Luego, cuando crecí un poco más, me enfrentaron a humanos.
Eran prisioneros, hombres que habían cruzado a las personas equivocadas y que, como castigo, fueron entregados a mi tutor.
Me hacían practicar con ellos, me enseñaban dónde cortar, dónde golpear para causar el máximo dolor con el mínimo esfuerzo.
Aprendí a leer el miedo en sus ojos, a anticipar sus movimientos antes de que siquiera levantaran una mano.
Y aprendí a disfrutarlo.
No del dolor en sí, sino del control.
Del poder que sentía al estar sobre ellos, al tener sus vidas en mis manos.
Me convertí en lo que ellos querían que fuera: una máquina de matar que nunca fallaba una misión, una pantera que cazaba en silencio y desaparecía en las sombras antes de que alguien siquiera notara su presencia.
Lo vi entre la multitud, parado ahí, aparentemente despreocupado, como si todo lo que sucedía a su alrededor fuera irrelevante.
Nicola Moretti.
Mi mente se llenó de recuerdos que intentaba enterrar, pero que volvían a la superficie con una fuerza arrolladora. La única vez que dejé a un objetivo con vida.
No sabía por qué lo había hecho. No sabía por qué en aquel momento, cuando lo tenía a mi merced, no había apretado el gatillo o hundido la hoja en su pecho como debía.
Algo en él había hecho que mis hormonas se revolvieran de una manera que no podía explicar, una chispa que se encendió en mi interior, y que me hizo tomar la decisión más estúpida de mi vida. Lo besé.

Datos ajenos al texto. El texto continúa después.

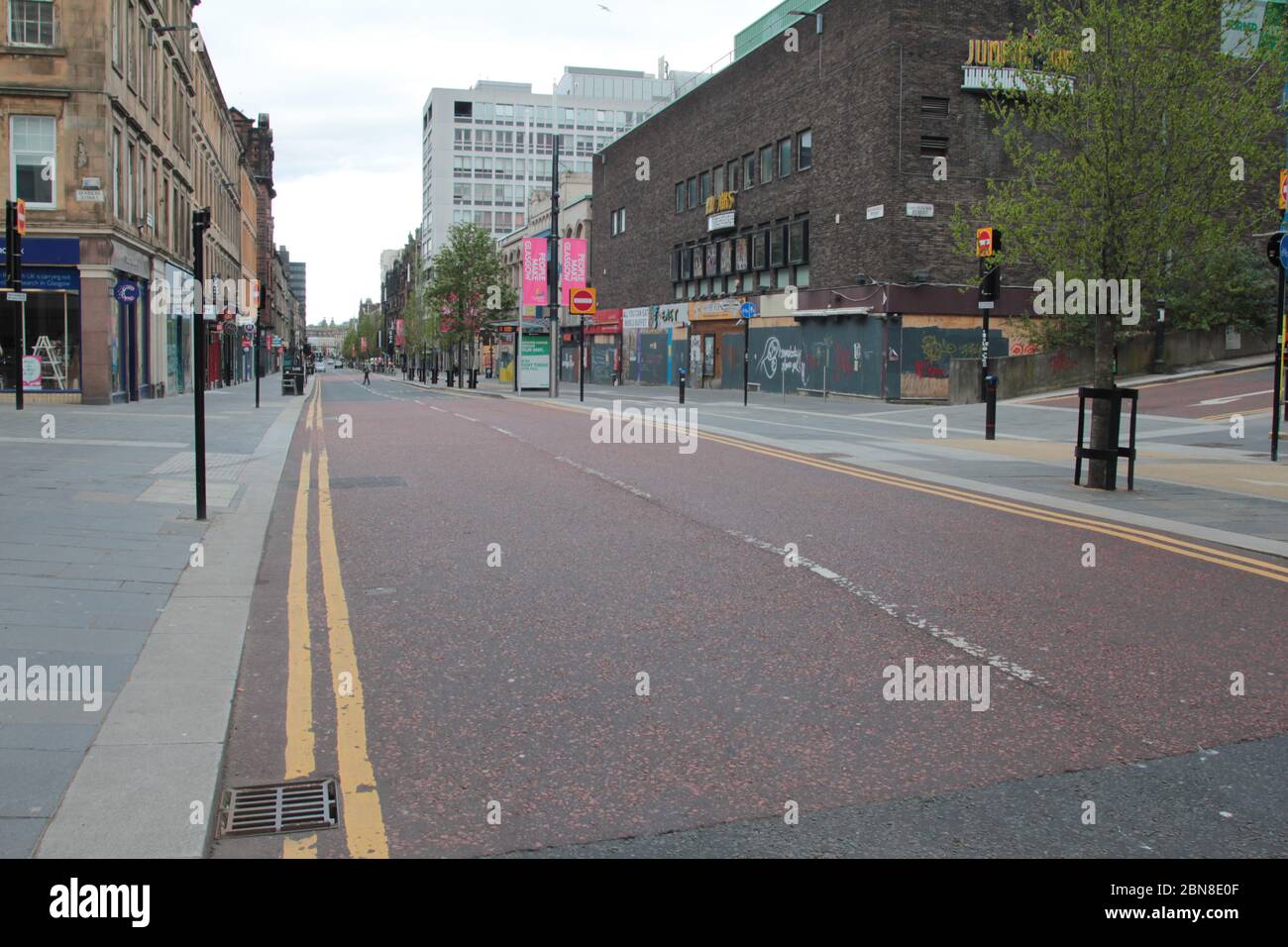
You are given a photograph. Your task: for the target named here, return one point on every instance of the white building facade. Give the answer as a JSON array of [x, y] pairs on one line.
[[485, 149]]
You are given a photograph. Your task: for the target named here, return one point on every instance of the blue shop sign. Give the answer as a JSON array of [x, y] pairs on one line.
[[47, 252], [65, 278]]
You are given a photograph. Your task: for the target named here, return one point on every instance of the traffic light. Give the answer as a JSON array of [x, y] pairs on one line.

En lugar de matarlo, lo besé.
Un beso robado, peligroso, cargado de la misma intensidad que él proyectaba. Fue un impulso incontrolable, como si algo dentro de mí quisiera marcarlo de una manera diferente a la muerte.
No era amor, no era deseo en el sentido convencional, pero era algo.
La forma en que había reaccionado al beso, con sorpresa primero, luego con un deseo que casi lo consumía. Había visto su lucha interna, su necesidad de dominar la situación.
Pero lo que más disfruté fue lo que sucedió después: Nicola se escondió. Después de nuestro encuentro, se encerró en su habitación, apartado del mundo, lamiéndose las heridas que no eran solo físicas, sino emocionales. Algo en él se había roto, y había disfrutado de ver su caída desde la distancia.
Pero ahora, estaba aquí de nuevo. Y yo también, para terminar lo que había empezado. No habría más besos, no habría más concesiones. El castigo que había recibido por no matarlo la primera vez me aseguró de ello.
Recuerdo la fría voz de mi tutor mientras me arrastraban a la habitación, sus ojos llenos de decepción y rabia. Los gritos, los golpes, el dolor que me atravesó como cuchillos ardiendo. Nunca me habían castigado así antes.
—Nunca más, —me dijo después de que todo terminó, mientras yacía en el suelo, temblando y rota, el frío del suelo concreto impregnándose en mis huesos —Nunca dejaré que vuelvas a cometer un error como ese.
Y no lo haría.
Volver a repetir ese error no era una opción.
Él era un Moretti.
Y todos los Moretti morirían al final.
Empezando por la pequeña princesita.